When it comes to operating a generator to keep the lights on after a wicked storm, there are a few definite dos and don’ts you need to keep in mind. There are companies and products out there that aim to take all of the guess work out of the process, but you end up paying a fair bit extra for that convenience.
These generators set up on standby are often connected to a natural gas (or propane) supply, and are wired to an automatic system so that when the power from the road shuts off, your generator kicks in. Like I said these tend to be much more expensive and require experts to install and set up for you.
Most of the time you’re looking at a portable unit that you use to power a few essential items in your home. If this is the case, then the first step is to determine how much power you actually need.
Generator output is often measured in Watts. Some appliances (and obviously light bulbs) will have their wattage consumption marked. In other cases they will show the Amps and Voltage they use. A rudimentary way to determine their consumption is to multiply the Amps by the Volts to get close enough to figure out your wattage. To be honest I don’t even count lights anymore. Their energy efficient consumption is peanuts compared to the larger stuff in your house.
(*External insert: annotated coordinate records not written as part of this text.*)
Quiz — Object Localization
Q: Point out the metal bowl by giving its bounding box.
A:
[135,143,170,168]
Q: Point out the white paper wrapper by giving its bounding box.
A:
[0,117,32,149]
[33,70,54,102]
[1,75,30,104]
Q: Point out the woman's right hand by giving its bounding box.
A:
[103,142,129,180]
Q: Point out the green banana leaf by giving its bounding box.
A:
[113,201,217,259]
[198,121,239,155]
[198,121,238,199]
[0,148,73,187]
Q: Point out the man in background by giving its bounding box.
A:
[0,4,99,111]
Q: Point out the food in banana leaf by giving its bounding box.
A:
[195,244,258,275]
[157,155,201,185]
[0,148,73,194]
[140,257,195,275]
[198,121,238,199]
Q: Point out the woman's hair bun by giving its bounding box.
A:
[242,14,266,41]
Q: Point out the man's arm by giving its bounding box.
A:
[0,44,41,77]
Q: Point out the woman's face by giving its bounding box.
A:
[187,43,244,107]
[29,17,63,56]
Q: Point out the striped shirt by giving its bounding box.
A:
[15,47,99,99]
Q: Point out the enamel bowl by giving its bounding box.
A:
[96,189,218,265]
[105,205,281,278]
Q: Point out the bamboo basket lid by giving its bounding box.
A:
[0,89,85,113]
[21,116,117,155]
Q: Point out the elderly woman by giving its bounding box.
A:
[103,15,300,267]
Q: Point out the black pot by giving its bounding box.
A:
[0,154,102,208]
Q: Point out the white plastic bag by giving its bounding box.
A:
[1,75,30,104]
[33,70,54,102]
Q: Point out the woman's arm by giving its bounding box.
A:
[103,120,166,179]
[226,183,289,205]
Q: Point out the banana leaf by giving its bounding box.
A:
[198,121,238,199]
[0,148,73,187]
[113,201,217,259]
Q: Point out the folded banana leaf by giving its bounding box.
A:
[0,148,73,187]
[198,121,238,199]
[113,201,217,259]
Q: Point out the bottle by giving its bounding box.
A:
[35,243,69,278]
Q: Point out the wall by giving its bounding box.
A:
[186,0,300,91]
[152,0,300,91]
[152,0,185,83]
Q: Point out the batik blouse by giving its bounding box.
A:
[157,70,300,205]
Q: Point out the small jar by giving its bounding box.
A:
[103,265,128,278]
So add up your fridge/freezer (to keep your food from spoiling), your entertainment, computer, and media devices (to keep your brain from spoiling), and any small appliances you may need (keep in mind, coffee makers and toasters are energy suckers). You may need to factor in a well pump and or a sump pump depending on where you live. This brings us to our next point.
Most of your home runs off of 120 Volts AC. But some things will run off of 240 Volts! An electric dryer or stove for example. Now you might be thinking I don’t need to dry clothes during a power outage, fair enough. But I know well enough that my well pump draws 230 volts and my 120 Volt generator just won’t cut it. So when the power is out my house is without water.
Some people may tell you to do something called backfeeding. This is where you make an extension cord with two male ends, plug one end into your generator, and the other into a wall socket. The power is fed back into your electrical system, and in turn powering your whole house. This is a bad idea for a number of reasons. First of all if you don’t turn off your main breaker, you can cause major issues when the power comes back on, essentially blowing up your panel. Second you are putting terrible strain on the one breaker that the power is fed through risking damage and even fire. You are far better off installing a separate panel with a transfer switch. And if all of this sounds unfamiliar to you, just call in an expert.
It’s more than likely you would be using a portable generator to get a few things going and to keep your food from going funky. If so, keep these things in mind for simple generator operation. Set the machine outside and make sure the exhaust is venting outdoors to keep carbon monoxide from entering the home. This can be deadly. Attach a ground wire to the unit. Without proper grounding, the system could make you the ground and give you a hell of a zap. Use fresh gasoline whenever possible. If the generator is likely to sit long periods of time before being run again it’s likely that the gas will gelatinize in your carb and leave it gummy, making it harder to start/run. To help avoid this, start your generator once a month and let it run for ten minutes. And as always, safety first. Read the owner’s manual to make sure you’re not doing anything that could jeopardize your family’s health and safety.
Just remember that an ounce of prevention is worth a pound of cure. Know that if you’re firing up the old genny, there’s likely a storm raging outside that took out the power. Having your ducks in a row in advance will save you from fighting things outside and contributing to the swear jar!